Khaby Lame has never needed words to make a point and now, his influence has spoken in figures nearly a billion dollars strong.
The Senegalese-Italian creator, best known for his deadpan, wordless TikTok videos that poke fun at overly complicated “life hacks,” has taken a seismic step in the creator economy by selling his media company Step Distinctive Limited in a deal valued at $975 million.
This isn’t your typical influencer brand deal. In an all-stock transaction with Hong Kong-based Rich Sparkle Holdings, Lame has given the company exclusive global commercial rights to his brand, TikTok Shop, livestream operations, short-form video production, and even an AI “digital twin” based on his likeness, voice, and behavioral patterns.
The AI avatar piece is particularly forward-thinking: it allows Lame’s persona to generate multilingual content and engage audiences around the globe in ways that go far beyond a traditional social media presence. For someone whose content is famous for conveying universal humor without saying a word, this digital extension feels almost poetically fitting and potentially massively lucrative.

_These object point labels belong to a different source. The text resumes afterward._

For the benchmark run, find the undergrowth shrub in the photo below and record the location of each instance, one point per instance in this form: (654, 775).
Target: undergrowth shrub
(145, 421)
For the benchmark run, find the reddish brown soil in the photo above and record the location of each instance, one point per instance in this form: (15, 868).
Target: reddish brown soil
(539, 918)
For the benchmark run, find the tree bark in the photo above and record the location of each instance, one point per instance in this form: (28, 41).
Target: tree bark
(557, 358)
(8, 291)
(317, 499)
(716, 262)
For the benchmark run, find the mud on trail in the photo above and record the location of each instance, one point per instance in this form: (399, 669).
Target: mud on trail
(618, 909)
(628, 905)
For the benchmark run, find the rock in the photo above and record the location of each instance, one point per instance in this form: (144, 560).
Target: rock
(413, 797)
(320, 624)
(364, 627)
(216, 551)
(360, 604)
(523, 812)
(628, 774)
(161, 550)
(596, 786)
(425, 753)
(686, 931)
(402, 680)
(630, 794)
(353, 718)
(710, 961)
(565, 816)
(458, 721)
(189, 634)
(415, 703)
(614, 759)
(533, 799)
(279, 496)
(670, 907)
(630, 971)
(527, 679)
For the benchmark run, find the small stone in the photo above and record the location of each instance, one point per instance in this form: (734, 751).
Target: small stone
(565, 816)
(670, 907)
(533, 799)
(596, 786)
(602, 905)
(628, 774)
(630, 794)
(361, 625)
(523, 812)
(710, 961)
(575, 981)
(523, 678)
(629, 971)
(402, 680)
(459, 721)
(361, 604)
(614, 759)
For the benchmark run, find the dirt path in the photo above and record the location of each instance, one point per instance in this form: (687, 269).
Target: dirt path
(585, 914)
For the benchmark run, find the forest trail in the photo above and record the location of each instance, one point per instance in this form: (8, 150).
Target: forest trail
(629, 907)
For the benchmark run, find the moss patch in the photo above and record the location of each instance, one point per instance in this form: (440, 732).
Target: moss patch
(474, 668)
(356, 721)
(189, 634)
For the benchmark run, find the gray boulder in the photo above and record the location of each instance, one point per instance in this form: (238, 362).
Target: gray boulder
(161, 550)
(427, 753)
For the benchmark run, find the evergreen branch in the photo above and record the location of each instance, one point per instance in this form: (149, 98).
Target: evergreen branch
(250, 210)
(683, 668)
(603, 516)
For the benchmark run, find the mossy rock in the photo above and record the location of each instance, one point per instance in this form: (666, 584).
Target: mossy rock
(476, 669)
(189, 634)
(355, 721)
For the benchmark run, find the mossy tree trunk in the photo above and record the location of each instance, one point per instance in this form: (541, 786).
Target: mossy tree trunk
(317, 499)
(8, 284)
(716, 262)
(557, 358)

Lame’s rise is the stuff of digital-era folklore. Starting in 2020 during the COVID-19 pandemic, after being laid off from his factory machine operator job in Italy, Lame began posting simple reaction videos on TikTok. His silent, expressive style resonated worldwide, helping him amass more than 160 million followers, making him the most-followed creator on the platform.
Lame’s fan base isn’t confined to one region or language. His mute, universal gestures and reactions cut across cultural barriers and made him a global figure almost overnight. That international appeal is exactly what Rich Sparkle is betting on as it expands into e-commerce, brand licensing, and digital commerce driven by content creators.
According to public filings, Rich Sparkle believes this new commercial model could generate more than $4 billion in annual sales once all elements, including the AI twin, are fully operational.
This deal marks one of the largest business transactions ever completed by an individual creator. Unlike typical influencer partnerships that are limited in scope and duration, Lame’s transaction effectively turns his digital persona and intellectual property into a scalable enterprise with global reach.
Instead of just selling endorsement posts or licensing his image for ads, Lame has enabled a model where his brand itself and even a virtual version of him can live and interact in the digital economy across languages, platforms, and product categories.
Industry observers say it highlights a tipping point in how digital fame can be commercialized: the biggest creators are no longer just content producers, they are owners of enterprise-level media brands.